Di sisi lain terjadi peningkatan produksi dan ekspor perikanan. Produksi perikanan tangkap meningkat dari 5,04 juta ton (2007) menjadi 5,18 juta ton (2008) atau naik 2,78%. Perikanan budi daya meningkat dari 3,19 juta ton (2007) menjadi 3,53 juta ton (2008) atau naik 10,66%. Volume ekspor juga meningkat. Jika pada tahun 2007 mencapai 854.329 ton senilai USD2,25 miliar, maka pada tahun 2008 meningkat menjadi 895.000 ton dengan nilai USD2,56 miliar. Berdasarkan volume, ada kenaikan 4,76%,sedangkan berdasarkan nilai naik 13,33%.

Dalam hal penyerapan tenaga kerja, antara tahun 2007 dan 2008 terjadi kenaikan pada perikanan tangkap yakni dari 2,76 juta orang menjadi 2,78 juta orang. Pada perikanan budi daya, dari 3,84 juta orang naik menjadi 4,21 juta orang, sedangkan di pengolahan dan pemasaran naik dari 0,59 juta orang menjadi 0,64 juta orang. Pada jasa penunjang juga meningkat dari 0,04 juta orang menjadi 0,06 juta orang. Total yang terserap di sektor ini mencapai 7,69 juta orang atau naik 6,36%.

Sebelumnya, untuk tahun 2009 DKP menargetkan produksi perikanan meningkat hingga 50%. Kenaikan target produksi tersebut lebih besar bila dibandingkan dengan tahun 2007 dan 2008. Kenaikan produksi tersebut didasarkan pada asumsi akan dilakukannya revitalisasi dan juga karena penyerapan pasar di dalam negeri dan pasar ekspor yang cukup besar. Target produksi perikanan tahun 2009 diperkirakan mencapai 12,73 juta ton, sedangkan target untuk ekspor senilai USD2,8 miliar.

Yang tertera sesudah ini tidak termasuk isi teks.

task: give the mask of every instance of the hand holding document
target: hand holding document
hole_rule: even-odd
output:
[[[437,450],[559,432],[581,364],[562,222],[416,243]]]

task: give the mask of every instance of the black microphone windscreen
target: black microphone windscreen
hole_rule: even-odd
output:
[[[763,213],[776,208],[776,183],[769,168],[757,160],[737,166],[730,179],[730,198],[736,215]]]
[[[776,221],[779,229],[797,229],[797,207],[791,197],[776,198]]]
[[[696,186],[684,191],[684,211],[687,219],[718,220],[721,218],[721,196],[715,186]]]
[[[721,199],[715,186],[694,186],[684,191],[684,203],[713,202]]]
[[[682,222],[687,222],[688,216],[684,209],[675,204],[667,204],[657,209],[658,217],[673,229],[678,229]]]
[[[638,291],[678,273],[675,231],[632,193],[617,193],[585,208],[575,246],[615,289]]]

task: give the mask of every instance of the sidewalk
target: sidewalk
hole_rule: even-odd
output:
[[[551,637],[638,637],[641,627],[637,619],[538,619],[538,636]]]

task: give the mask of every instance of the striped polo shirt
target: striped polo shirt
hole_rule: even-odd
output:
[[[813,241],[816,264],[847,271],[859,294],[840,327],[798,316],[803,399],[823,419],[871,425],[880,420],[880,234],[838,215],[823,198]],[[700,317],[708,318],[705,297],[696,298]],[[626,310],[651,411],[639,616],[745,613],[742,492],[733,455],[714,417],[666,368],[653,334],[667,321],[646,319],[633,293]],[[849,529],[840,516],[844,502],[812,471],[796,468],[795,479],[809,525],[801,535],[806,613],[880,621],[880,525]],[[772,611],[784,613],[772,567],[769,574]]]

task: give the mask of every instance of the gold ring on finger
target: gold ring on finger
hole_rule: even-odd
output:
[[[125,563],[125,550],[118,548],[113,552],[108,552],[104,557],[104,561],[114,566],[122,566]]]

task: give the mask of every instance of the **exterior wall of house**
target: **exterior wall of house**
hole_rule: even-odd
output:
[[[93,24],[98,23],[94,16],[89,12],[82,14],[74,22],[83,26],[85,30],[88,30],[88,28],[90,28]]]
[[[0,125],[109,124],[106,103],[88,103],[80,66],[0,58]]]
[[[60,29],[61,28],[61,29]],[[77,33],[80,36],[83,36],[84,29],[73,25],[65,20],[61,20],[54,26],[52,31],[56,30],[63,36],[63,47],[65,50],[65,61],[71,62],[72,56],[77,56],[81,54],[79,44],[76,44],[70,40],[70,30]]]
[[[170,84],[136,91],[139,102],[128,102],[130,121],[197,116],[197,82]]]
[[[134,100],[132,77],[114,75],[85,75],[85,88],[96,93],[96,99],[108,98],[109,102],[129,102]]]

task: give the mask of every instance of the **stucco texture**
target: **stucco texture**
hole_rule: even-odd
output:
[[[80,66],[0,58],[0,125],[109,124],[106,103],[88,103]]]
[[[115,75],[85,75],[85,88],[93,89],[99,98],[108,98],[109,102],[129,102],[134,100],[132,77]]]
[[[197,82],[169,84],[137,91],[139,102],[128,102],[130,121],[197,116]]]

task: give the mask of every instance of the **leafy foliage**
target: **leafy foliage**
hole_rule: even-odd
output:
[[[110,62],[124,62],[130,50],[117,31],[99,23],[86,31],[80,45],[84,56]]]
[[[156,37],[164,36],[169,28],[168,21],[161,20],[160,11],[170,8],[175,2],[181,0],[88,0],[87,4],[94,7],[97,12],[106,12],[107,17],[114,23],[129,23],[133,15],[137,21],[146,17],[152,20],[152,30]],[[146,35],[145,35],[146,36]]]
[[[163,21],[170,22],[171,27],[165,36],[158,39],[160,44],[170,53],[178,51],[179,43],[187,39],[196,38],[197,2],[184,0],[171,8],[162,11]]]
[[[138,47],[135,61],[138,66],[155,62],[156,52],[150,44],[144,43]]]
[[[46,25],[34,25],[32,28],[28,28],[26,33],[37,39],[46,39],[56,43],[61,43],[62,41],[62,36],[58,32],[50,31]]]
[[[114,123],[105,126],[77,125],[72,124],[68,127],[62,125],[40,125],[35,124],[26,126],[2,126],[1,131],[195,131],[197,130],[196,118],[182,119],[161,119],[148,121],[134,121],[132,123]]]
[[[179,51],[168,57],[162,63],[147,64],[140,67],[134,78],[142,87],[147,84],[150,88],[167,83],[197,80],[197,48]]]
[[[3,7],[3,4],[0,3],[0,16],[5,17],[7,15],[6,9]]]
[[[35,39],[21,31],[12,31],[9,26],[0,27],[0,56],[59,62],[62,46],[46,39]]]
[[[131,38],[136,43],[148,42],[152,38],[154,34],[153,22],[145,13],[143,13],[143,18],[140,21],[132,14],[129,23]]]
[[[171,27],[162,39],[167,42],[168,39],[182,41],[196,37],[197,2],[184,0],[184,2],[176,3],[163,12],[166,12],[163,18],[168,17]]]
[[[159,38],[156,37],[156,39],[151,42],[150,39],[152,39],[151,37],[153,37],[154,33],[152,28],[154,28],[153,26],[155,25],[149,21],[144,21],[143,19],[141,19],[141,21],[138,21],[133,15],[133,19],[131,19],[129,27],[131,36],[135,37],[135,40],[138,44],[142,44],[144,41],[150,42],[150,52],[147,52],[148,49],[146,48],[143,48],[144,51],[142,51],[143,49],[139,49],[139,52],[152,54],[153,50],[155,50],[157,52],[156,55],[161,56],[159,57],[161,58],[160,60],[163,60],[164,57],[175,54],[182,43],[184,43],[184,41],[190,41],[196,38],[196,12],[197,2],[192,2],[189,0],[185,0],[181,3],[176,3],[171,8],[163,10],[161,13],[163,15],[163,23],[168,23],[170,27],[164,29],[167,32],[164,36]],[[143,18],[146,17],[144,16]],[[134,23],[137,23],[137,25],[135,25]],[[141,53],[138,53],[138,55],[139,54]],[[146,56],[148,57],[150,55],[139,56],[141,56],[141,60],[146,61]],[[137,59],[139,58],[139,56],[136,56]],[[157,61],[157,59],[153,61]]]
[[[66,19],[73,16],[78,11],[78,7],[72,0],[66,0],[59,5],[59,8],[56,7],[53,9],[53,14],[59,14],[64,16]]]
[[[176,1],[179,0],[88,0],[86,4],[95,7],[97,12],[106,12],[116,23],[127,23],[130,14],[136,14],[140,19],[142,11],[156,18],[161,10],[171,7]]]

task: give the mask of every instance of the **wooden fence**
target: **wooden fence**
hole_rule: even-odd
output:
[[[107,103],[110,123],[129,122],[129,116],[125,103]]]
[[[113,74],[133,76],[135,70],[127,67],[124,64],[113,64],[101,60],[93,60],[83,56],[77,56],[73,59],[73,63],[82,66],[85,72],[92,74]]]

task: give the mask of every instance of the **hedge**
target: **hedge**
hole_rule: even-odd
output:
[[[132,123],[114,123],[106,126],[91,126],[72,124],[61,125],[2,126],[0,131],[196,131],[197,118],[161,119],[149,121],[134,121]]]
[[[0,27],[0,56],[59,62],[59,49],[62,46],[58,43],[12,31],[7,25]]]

Namun krisis yang tengah melanda dunia ini diperkirakan akan mengancam kinerja ekspor hasil perikanan tahun 2009. Realisasi ekspor tahun 2008 sudah tergerus dari target USD2,6 miliar hanya tercapai USD2,5 miliar. Untuk itu, DKP tidak akan menaikkan target ekspor. Direktur Pemasaran Luar Negeri Departemen Kelautan dan Perikanan Saut Hutagalung mengatakan, diharapkan dengan konsolidasi asosiasi usaha dan kerja keras, target ekspor perikanan tahun 2009 bisa mencapai USD2,6 miliar.

Di samping dampak krisis keuangan global dengan turunnya permintaan di pasar utama terutama AS, UE, dan Jepang, ekspor perikanan juga sedang mendapat ancaman atas tuduhan transhipment oleh otoritas AS terhadap udang Indonesia. Produk di bawah standar mutu dan keamanan ekspor pangan dapat diancam embargo. Pemerintah Indonesia sedang melakukan negosiasi dengan AS agar melepas udang yang ditahan di pelabuhan AS.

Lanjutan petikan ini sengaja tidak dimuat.